Peer to Peer Quant was a website that purported to have a system for picking notes that were less likely to default and therefore would earn higher returns than other similarly-rated notes.  The owners decided to shut it down, and said the returns were not enough better than average to justify keeping it.  Interestingly, I have only lost 13% of my interest to defaults. 

This is another Lending Robot portfolio.  I have lost 30% of my interest for this portfolio.  

When I first started researching Lending Club I read articles that said that most defaults at least get started in the first year of the note's life.  The borrower will be late for a payment, even if he later pays on time for a while.  The borrower's FICO score will go down.  The writer of what I was reading recommended buying high-interest notes that were at least a year old and which had perfect payment records.  He also recommended avoiding those whose borrowers had FICO drops.  The problem with such notes is that the owners generally know they have something of value, and charge a premium for it.  When I bought these notes, I generally paid a premium with the attitude that if I made money, I had not problem with the first owner doing so as well. Unfortunately, I found that early pay-offs of these loans were not uncommon, and at 39%, this is one of the portfolio where defaults have taken the biggest chunk of my interest.  

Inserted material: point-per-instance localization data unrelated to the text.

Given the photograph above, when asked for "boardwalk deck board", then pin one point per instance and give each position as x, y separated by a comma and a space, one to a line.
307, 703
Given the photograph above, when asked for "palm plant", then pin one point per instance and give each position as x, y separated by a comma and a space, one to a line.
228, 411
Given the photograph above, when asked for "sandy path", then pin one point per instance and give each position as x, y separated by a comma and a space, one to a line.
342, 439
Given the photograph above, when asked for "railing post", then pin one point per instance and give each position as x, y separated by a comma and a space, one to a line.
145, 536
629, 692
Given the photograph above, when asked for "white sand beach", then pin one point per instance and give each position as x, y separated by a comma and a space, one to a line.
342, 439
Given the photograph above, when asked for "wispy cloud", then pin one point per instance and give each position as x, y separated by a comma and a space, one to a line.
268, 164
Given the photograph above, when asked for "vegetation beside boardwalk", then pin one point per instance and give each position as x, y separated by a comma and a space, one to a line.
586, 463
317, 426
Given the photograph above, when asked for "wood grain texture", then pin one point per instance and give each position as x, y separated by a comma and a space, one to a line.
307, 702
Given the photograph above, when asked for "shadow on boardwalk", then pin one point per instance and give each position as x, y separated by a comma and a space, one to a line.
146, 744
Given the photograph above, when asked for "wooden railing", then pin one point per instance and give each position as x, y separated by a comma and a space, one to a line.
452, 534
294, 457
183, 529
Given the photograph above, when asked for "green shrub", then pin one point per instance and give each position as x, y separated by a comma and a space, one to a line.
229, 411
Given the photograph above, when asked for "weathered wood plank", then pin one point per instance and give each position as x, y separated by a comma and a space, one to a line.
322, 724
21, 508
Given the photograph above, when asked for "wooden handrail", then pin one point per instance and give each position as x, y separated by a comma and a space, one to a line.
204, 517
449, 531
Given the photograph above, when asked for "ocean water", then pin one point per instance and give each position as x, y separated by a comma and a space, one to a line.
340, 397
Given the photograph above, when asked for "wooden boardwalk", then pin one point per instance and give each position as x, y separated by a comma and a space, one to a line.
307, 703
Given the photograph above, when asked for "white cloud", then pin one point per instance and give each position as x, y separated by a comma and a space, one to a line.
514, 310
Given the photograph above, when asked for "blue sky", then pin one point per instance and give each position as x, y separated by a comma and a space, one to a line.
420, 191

Another article I read early on talked about a "penny notes" strategy.  He recommended buying A or B notes with about a year left on them.  It was his opinion that these were very unlikely to default.  Since I was not sure about Lending Club, I liked the idea of getting my money back quickly in case I wanted it for something else.  As you can see, there are 213 notes in this portfolio and 101 have been paid off completely.  Seven have been charged off, so I have lost 39% of my interest to defaults so I don't think this turned out to be a "safe" way to invest.  

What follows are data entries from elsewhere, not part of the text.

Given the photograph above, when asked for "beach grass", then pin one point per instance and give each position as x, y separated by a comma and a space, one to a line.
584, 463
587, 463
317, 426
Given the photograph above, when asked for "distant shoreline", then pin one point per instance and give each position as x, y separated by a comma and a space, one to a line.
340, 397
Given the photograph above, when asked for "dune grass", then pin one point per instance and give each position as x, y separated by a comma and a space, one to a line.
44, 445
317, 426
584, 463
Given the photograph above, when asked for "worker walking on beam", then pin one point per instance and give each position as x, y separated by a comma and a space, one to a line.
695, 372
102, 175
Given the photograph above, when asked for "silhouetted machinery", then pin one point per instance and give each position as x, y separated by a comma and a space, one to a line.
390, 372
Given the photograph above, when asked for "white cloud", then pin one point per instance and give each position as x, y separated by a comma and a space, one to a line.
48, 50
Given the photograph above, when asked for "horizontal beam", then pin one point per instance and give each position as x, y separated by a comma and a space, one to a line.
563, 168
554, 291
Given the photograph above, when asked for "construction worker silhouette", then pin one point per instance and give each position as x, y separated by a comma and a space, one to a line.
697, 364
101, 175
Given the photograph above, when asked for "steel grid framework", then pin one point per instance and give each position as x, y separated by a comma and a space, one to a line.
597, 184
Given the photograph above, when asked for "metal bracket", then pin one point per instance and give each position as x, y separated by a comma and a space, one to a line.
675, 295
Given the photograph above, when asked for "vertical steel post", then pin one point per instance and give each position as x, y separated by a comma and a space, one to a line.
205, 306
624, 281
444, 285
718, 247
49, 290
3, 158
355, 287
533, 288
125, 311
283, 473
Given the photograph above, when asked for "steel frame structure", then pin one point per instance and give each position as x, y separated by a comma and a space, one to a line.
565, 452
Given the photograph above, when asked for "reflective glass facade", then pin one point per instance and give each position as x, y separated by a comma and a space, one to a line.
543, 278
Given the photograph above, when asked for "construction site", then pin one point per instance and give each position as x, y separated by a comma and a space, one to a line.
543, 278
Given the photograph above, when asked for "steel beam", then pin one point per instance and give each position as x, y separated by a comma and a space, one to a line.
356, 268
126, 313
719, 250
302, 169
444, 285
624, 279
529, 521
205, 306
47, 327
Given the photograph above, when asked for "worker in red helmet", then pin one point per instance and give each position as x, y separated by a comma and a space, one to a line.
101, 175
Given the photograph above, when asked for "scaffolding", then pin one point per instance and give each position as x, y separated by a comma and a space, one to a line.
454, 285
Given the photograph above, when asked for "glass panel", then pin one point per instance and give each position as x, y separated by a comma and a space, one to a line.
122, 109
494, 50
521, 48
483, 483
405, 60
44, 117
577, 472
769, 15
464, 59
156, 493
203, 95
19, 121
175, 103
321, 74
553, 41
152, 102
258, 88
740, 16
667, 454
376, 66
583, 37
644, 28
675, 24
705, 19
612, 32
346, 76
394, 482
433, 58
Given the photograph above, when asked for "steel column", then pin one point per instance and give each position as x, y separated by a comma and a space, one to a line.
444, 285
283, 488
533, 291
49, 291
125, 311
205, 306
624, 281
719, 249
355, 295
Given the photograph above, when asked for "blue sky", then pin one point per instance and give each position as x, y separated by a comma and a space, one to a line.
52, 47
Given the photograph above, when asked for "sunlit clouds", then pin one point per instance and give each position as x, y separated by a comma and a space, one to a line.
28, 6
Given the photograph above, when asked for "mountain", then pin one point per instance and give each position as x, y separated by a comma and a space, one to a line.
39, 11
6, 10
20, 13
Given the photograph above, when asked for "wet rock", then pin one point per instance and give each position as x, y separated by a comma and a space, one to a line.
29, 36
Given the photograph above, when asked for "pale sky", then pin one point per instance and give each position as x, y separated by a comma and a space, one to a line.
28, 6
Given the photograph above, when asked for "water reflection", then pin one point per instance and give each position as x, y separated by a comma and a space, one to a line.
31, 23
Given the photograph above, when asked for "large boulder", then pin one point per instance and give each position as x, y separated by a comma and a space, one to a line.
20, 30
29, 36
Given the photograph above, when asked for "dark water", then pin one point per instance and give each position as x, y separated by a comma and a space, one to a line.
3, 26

Do you invest via Lending Club?  What are your returns?


  1. What is your overall impression of Lending Club?

    1. I like it. The reality is that banks have been making money making unsecured loan to individuals (a/k/a issuing credit cards) for years. Unlike some of the more exotic investments I've read about, I understand these loans; I understand how I can make money and how I can lose it. My peer lending accounts have had better returns than the stock market recently and the way they throw off cash regularly means that if I need the money, I can get at least some of it relatively soon.